MEMPHIS, Tenn. — It’s been two and a half years since the first case of COVID-19 was confirmed in Shelby County.
It’s hard to imagine how little we knew about the virus then compared to what we know now.
FOX13′s health reporter Mandy Hrach sat down with some of the health experts that led the COVID response in the Mid-South about lessons we’ve learned and how we should prepare for the next pandemic.
The pandemic has forced us to take a closer look at ourselves, our relationships and our work lives.
Some of the lessons learned will be with us even as we enter life after COVID.
Wade and Rachel Smith managed to avoid COVID until they tested positive for the first time in August.
“We both got the booster. So, we were kind of prepared for it. But, this newest round that came around we got hit with, and it took us both out for a couple of weeks,” Wade said.
Though their symptoms were serious, they considered themselves lucky.
That’s because we know much more about the virus and how to treat it than we did two years ago.
“We built physical structures; we built systems and abilities to do vaccines and monoclonal antibodies that saved a lot of lives,” Dr. Steve Threlkeld, an infectious disease expert at Baptist Memorial Healthcare said.
Dr. Threlkeld was at the center of Shelby County’s pandemic response from the very beginning.

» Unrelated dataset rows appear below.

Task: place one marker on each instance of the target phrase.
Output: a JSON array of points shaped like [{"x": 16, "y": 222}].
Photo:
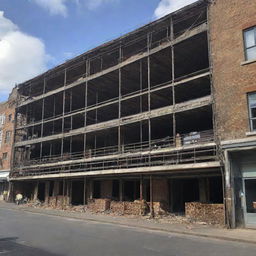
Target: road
[{"x": 23, "y": 233}]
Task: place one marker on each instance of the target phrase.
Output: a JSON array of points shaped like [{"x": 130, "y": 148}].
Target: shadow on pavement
[{"x": 9, "y": 246}]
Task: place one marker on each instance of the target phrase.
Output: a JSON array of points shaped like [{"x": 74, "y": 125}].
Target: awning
[{"x": 4, "y": 175}]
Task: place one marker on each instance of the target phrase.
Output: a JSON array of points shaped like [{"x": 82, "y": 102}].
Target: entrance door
[{"x": 250, "y": 201}]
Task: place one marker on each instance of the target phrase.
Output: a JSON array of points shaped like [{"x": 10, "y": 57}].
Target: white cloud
[
  {"x": 168, "y": 6},
  {"x": 55, "y": 7},
  {"x": 21, "y": 56},
  {"x": 94, "y": 4}
]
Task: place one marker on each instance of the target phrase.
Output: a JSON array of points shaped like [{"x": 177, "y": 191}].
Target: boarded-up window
[{"x": 252, "y": 110}]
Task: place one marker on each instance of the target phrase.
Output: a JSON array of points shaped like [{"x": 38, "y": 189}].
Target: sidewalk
[{"x": 237, "y": 235}]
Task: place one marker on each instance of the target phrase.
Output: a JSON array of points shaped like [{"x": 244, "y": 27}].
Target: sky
[{"x": 36, "y": 35}]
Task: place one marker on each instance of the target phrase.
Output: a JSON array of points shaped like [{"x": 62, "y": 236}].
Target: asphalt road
[{"x": 23, "y": 233}]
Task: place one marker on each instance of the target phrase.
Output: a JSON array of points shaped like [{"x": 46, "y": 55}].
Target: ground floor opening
[{"x": 154, "y": 194}]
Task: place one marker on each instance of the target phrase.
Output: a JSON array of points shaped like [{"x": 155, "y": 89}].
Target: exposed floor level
[{"x": 27, "y": 234}]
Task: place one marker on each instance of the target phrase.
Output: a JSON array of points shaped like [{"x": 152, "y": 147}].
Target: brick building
[
  {"x": 233, "y": 54},
  {"x": 165, "y": 115},
  {"x": 130, "y": 121},
  {"x": 7, "y": 116}
]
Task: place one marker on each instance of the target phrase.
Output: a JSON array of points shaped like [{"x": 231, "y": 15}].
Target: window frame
[
  {"x": 251, "y": 119},
  {"x": 7, "y": 139},
  {"x": 254, "y": 46}
]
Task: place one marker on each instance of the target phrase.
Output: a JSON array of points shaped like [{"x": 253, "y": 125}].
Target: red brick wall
[{"x": 232, "y": 81}]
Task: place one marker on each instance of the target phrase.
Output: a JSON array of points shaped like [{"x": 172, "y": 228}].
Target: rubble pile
[{"x": 209, "y": 213}]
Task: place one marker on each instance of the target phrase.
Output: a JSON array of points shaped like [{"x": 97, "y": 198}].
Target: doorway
[{"x": 249, "y": 185}]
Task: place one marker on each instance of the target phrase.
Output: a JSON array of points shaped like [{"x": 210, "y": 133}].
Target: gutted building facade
[
  {"x": 129, "y": 120},
  {"x": 7, "y": 118},
  {"x": 234, "y": 71}
]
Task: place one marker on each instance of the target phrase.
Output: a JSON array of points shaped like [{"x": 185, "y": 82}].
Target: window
[
  {"x": 5, "y": 155},
  {"x": 252, "y": 110},
  {"x": 8, "y": 135},
  {"x": 250, "y": 43}
]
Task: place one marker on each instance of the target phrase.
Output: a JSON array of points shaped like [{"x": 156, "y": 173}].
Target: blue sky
[{"x": 36, "y": 35}]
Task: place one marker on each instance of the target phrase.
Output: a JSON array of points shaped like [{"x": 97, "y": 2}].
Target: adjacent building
[
  {"x": 129, "y": 120},
  {"x": 233, "y": 44},
  {"x": 7, "y": 116}
]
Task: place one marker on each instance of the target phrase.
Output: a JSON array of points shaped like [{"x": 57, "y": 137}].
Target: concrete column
[
  {"x": 85, "y": 190},
  {"x": 106, "y": 189},
  {"x": 36, "y": 191},
  {"x": 141, "y": 187},
  {"x": 56, "y": 188},
  {"x": 91, "y": 190},
  {"x": 151, "y": 197},
  {"x": 121, "y": 190},
  {"x": 47, "y": 187}
]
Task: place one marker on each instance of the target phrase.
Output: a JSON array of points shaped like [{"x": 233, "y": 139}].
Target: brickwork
[
  {"x": 209, "y": 213},
  {"x": 232, "y": 80}
]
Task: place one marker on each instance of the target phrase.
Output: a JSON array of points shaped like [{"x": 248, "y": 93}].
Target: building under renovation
[{"x": 127, "y": 122}]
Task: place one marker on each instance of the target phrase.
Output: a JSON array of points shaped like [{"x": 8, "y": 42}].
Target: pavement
[
  {"x": 26, "y": 233},
  {"x": 199, "y": 230}
]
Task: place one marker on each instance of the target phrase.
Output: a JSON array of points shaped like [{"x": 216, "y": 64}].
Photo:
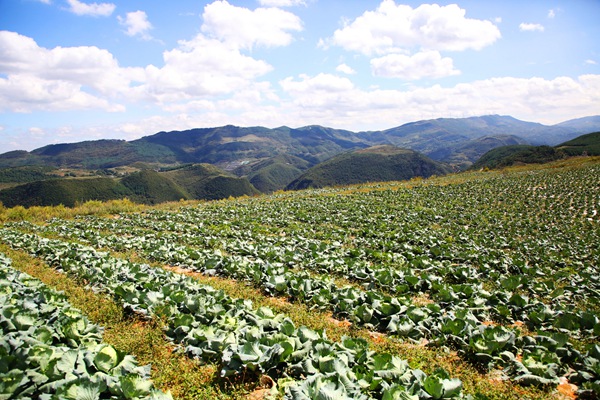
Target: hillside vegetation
[
  {"x": 480, "y": 284},
  {"x": 192, "y": 182},
  {"x": 584, "y": 145},
  {"x": 375, "y": 164}
]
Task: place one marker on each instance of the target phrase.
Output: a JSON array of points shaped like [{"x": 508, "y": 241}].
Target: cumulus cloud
[
  {"x": 393, "y": 28},
  {"x": 426, "y": 64},
  {"x": 19, "y": 93},
  {"x": 345, "y": 69},
  {"x": 282, "y": 3},
  {"x": 57, "y": 79},
  {"x": 201, "y": 67},
  {"x": 529, "y": 27},
  {"x": 136, "y": 24},
  {"x": 244, "y": 28},
  {"x": 93, "y": 9},
  {"x": 347, "y": 106}
]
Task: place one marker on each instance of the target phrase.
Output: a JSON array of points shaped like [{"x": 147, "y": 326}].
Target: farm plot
[
  {"x": 49, "y": 350},
  {"x": 503, "y": 269},
  {"x": 213, "y": 326}
]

He said there are many lessons we can learn from COVID.
“I think the first one is humility. We are not as good as we thought we were,” he said.
Dr. Threlkeld said COVID has taught us the importance of pushing information out quickly and accurately so healthcare workers and community members have time to respond.
“The next pandemic needs to be identified very quickly, because as we saw all too well with COVID, the ability to do something about it may be limited to a very short period of time in the beginning,” he said.
Shelby County Health Director Dr. Michelle Taylor said COVID has taught us how important it is to build trust in healthcare.
“We understand that the community trusting the health department, trusting other agencies responsible for responding in emergencies is everything,” Taylor said.
In 2021, the health department had multiple problems with the vaccine rollout, including a potential theft by a volunteer.
Dr. Taylor was not the head of the department at the time, but she said they are much more careful about who assists with the health department in any scenario.
“Now we know what kind of things we need to be monitoring, and how we can’t make assumptions about any individual coming to help or volunteer,” she said.
While we celebrate the progress years into the pandemic, Dr. Taylor said the virus will be with us for a while.
“Even if you had COVID but haven’t been vaccinated, you carry some sort of natural immunity,” she said. “All of those things combined will get us closer to an endemic status.”
Wade tells FOX13 he feels COVID has prepared people for the next pandemic.
“It’s definitely on everybody’s minds more. So being a little more conscious about contact with people, stuff like that,” she said.